Whenever fall approaches and I turn a year older, I panic as I think of the previous trifecta of seasons. Looking over my shoulder I can't believe how packed to the brim it was. So many things seen and felt. Now a year later I feel the same. Each year seems to supersede the previous. The job that I wanted more than anything since moving to Salt Lake and my outlook on that career slowly changed. The Cricket got a new job and plowed forward. She was headed for breaking waves and I was treading water, trying to decide what I was after. Somehow through my haze, we found enough clarity to decide to marry at the end of the summer. Two months later I was driving back from a friends house when she called saying I got a letter from some school I had applied to while trying to figure out my next step. It "fell open" while taking it out of the mailbox. She asked if she could read it to me over the phone. I think she had a feeling, as the words, "sorry try again" don't usually necessitate a giant envelope. The next six months were filled with plotting and discussing if it would be right to cut ties and move to Berlin. It felt barely more right than not right at first, and as if we were under a yellow light we sped forward through the intersection of our decision. The marriage came, I left the paper and we packed up the only home that was ever ours.

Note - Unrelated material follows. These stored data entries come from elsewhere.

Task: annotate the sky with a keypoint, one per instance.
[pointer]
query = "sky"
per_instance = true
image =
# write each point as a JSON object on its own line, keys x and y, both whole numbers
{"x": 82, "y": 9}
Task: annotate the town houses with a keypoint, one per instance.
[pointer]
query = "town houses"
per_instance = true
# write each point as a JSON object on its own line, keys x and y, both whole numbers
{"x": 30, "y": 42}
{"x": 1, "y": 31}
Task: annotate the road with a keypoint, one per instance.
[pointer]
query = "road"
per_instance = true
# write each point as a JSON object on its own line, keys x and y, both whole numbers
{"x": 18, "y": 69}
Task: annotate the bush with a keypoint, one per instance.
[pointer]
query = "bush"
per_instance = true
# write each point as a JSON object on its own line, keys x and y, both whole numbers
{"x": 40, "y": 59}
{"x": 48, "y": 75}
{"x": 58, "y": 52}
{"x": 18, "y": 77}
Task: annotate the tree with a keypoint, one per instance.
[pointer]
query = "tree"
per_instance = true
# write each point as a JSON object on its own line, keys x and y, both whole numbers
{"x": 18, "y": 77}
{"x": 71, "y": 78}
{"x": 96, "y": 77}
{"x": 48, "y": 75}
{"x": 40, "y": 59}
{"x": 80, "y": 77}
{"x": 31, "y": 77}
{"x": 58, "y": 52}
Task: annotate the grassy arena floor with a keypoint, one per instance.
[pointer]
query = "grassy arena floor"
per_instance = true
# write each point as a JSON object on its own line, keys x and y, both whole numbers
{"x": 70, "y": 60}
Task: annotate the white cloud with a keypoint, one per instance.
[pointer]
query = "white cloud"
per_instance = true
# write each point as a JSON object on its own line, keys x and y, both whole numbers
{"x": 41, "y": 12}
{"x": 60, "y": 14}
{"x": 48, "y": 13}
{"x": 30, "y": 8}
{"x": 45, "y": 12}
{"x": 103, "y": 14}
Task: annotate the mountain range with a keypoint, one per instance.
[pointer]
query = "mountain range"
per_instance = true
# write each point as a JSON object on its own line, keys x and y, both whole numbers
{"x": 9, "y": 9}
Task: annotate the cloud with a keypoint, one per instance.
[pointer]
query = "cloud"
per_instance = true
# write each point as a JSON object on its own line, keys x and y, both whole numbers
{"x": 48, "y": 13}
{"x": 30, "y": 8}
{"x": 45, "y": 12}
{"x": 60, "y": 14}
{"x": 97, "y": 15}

Before leaving we spent an evening with my family at my parents house up north. We ate familiar food from my mothers kitchen on the patio as my nephews and niece wrestled around on the grass and the family traded recent updates on life, kids, bullies at school and health. I thought of all the meals we've had out back. Elements of the family have moved and returned, and as I realized it was my turn to leave, tiny details taken for granted became more valuable. It was dark outside when we hugged goodbye. I watched my parents walk up the steps to the back of the house and tried to remember every memory at that door I could.
On the way out of town, I pointed to the top of a building in the center of town and said, "We used to sneak up there at night in high school, you wanna go?." I didn't want to, and didn't realize it until she promptly and decidedly said, "Yeah." During the distance between twisting the key to turn the car off and pulling it into park, I realized I was 10 years older. 10 years worth of second guessing and worry on how things were going to turn out. We climbed up a railing, onto a landing and pigeons flew violently out of a crawl space making our hearts and heels jump. "Up that?" she asked as she looked at a fire escape ladder rising two more stories. We went up and as I was about 3/4th's of the way up I looked back down. I looked back down 10 years and panicked. We came back down and tried to not to mention the feeling of defeat. I was embarrassed. I think she was surprised I didn't go up. Maybe it was the heavy heart of leaving home. Maybe it was the thick, strange and sad nostalgia of your youth's moments invisibly projected on street corners and roof tops as you drive through your high school home. Before jumping down from the landing which was really a smaller buildings rooftop, she took my arm and said, "Let's sit here for awhile." Then asked how I was feeling.
It was one of those moments where you're so far in each others head, you only need a handful of sentences to talk about everything. Feeling older, family, leaving home, etc. After a short silence she said, "Micha, we gotta go up there." I knew she was right, and we scrambled up the ladder to the quiet black space that I hadn't been to since 18.
We'd been married a month, the wedding had gone so fast. It had been a month of noticing the ring on my finger, and hearing myself say, "my wife" when talking to others. It didn't seem real until then, smiling in the soft wind and near silence above a sleepy street. After a few minutes, we climbed down and the drive home became our victory lap for the fullest year.